Мать добросердечно защищала Дейва:
— Брось, отец. Ты ведь и сам такой был когда-то.
— Никогда. Слышишь, женщина, никогда! — И добродетельное негодование задрожало в его голосе. — Чтобы я когда-нибудь лошадь голодную оставлял на целую ночь у забора? Никогда!
На этом разговор, как правило, заканчивался, и Дейв без помехи продолжал свой роман.
Предметом его любви была Фанни Боумен с фермы Райнджерс Райз. Это была крепкая, краснощекая двадцатилетняя брюнетка, отличная наездница, прекрасная хозяйка и опаснейшая сердцеедка нашей округи.
Ее расположения безуспешно домогались Том Блэк, Том Белл. Джо Сибли и Джим Мур. А молодой Койли даже залез на сеновал, чтобы повеситься на собачьей цепи из-за ее непостоянства. Да только какая-то курица или птица помешала: крикнула за дверью так громко, что он полетел кувырком, пересчитав головой все шестнадцать ступенек. И, как он сам рассказывал, «внутри у него что-то оборвалось».
Фанни Боумен у себя на ферме доила коров. Она была чистенькая, опрятная, миловидная девушка. Правда, в какие-то моменты своей жизни выглядела не особенно привлекательной. Ей приходилось каждый день до завтрака доить пятнадцать-двадцать коров. В эти часы, особенно в дождливую погоду, ее внешность была не такова, чтобы заставить заколотиться сердце какого-нибудь парня: на голове мужская шляпа, юбки подоткнуты, ноги босые и в навозе по самые лодыжки, да и лицо и ручки тоже не особенно блистали чистотой. Но Дейву не приходилось видеть свою милую в такие минуты, подобно тому как городской франт не может созерцать свою возлюбленную Хетти в те тайные часы, когда ее парик лежит на туалете, а зубки покоятся в стакане.
В воскресенье вечером Дейв иногда приглашал Фанни к нам в дом. Вместе с ней часто приезжал Джек Гор. Джек Гор был работником у Боумена; Боумен им очень гордился. «Замечательный, надежный парень», — говорил он. Жил Джек у них как свой, обедал за столом со всей семьей, участвовал во всех увеселениях, ходил вместе в церковь и даже имел собственную лошадь, на которой и пахал.
Но Дейв не считал Джека членом семьи Боумена. Джек вообще был для него как бельмо на глазу. Дейв ненавидел его лютой ненавистью.

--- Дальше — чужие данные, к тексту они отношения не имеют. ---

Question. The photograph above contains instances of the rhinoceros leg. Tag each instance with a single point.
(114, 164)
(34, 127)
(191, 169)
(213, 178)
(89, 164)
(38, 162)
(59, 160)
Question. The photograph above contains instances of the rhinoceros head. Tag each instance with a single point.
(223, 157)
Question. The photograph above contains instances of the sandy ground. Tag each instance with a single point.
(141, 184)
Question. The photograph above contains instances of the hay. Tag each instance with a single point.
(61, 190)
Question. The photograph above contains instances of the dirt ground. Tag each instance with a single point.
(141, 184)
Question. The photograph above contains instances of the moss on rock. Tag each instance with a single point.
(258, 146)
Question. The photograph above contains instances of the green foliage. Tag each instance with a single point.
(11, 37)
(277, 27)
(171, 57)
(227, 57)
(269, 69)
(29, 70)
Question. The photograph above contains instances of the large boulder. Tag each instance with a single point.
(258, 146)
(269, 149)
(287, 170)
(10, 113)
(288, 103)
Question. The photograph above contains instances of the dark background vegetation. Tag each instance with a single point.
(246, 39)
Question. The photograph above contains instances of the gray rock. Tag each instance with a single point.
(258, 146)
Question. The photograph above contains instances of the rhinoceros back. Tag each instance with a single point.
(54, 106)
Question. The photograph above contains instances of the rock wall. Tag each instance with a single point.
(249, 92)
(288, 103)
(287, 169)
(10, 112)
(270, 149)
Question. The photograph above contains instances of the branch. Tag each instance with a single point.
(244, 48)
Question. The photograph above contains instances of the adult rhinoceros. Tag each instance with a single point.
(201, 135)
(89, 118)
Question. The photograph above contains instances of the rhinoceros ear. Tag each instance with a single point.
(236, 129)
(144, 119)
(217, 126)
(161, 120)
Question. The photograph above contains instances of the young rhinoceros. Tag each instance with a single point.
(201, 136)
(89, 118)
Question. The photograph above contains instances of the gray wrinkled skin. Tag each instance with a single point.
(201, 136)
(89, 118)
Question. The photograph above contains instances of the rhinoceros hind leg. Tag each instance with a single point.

Когда приходило время ехать домой, Дейв со всех ног кидался, чтобы подсадить Фанни в седле. Если Дейв опаздывал хотя бы на секунду, Фанни подсаживал Джек. Стоило Дейву замешкаться с лошадью, Джек преспокойно уезжал с Фанни, не дожидаясь его. Бывало и так, что Дейв успевал посадить Фанни в седло, но Джек все равно ехал рядом и всецело завладевал разговором, и Дейву не удавалось даже словечко вставить. Впрочем, в отношении разговора Дейв всегда пасовал.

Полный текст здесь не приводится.